Only for the final fraction of a second does a fire control radar ( the SPG ) illuminate the target so the missile can complete it's intercept. On Aegis ships the illuminators can illuminate several targets at once, allowing several intercepts per illuminator. Since the illuminators are not used for the duration of each engagement but rapidly switched from target to target, several hundred engagements may be managed ( and that is the term ) at the same time since they won't all complete at exactly the same moment.

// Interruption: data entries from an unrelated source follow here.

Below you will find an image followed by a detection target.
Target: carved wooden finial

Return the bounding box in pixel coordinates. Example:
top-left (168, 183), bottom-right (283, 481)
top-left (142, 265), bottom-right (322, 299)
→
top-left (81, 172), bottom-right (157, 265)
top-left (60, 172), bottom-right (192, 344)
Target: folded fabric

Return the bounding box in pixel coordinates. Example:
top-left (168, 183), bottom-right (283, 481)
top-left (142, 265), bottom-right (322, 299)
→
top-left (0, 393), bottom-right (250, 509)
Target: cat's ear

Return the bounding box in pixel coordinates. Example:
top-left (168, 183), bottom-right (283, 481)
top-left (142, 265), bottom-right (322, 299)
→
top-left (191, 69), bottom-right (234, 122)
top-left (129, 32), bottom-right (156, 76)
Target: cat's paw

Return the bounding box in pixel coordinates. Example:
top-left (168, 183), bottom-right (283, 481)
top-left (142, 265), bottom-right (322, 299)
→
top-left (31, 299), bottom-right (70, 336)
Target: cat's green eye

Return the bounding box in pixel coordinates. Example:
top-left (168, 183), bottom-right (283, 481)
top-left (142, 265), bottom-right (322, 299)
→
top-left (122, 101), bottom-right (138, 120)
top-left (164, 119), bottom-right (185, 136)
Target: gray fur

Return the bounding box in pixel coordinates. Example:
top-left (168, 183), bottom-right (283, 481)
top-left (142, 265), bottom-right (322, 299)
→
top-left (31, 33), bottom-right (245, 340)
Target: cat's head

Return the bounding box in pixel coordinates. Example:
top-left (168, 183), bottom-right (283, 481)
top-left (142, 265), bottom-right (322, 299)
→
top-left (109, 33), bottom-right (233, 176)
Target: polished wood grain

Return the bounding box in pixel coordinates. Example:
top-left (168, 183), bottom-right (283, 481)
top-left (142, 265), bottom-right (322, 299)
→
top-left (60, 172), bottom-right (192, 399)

As for AARGM, it is a new seeker on the old HARM airframe that can find a radar than has been secured, even a mobile radar, and destroy it. The old tactic of shutting off the radar to avoid the anti-radiation missile will be useless. HARM in fact can hit the last known position of a radar after it has been secured, AARGM expands this to find and nail moving radars or radars that were never turned on. By the way, the Serbs lost almost all of their search radars to HARM, their air defense system was completely disabled. Nato could fly all over Serbia with impunity and lost only two aircraft in that conflict. Credit HARM shooters and the EA-6B working together as a team. Today it would be the E/F/A-18G and AARGM.
Last edited:
And how is the AARGM suppose to know whether the radar even existed if it has never been switched on? I am not talking about switching the air defence systems on and then switch them off to avoid attacks, I am talking about not switching them on at all to keep the enemy in the dark about their number, location and technical characteristics.
The Serbs were forced to sacrifice some of their search radars to provide early warning inorder to protect vital targets as they did not have any passive detection systems and they did not have any home-on-jam weapons to engage SEAD aircrafts.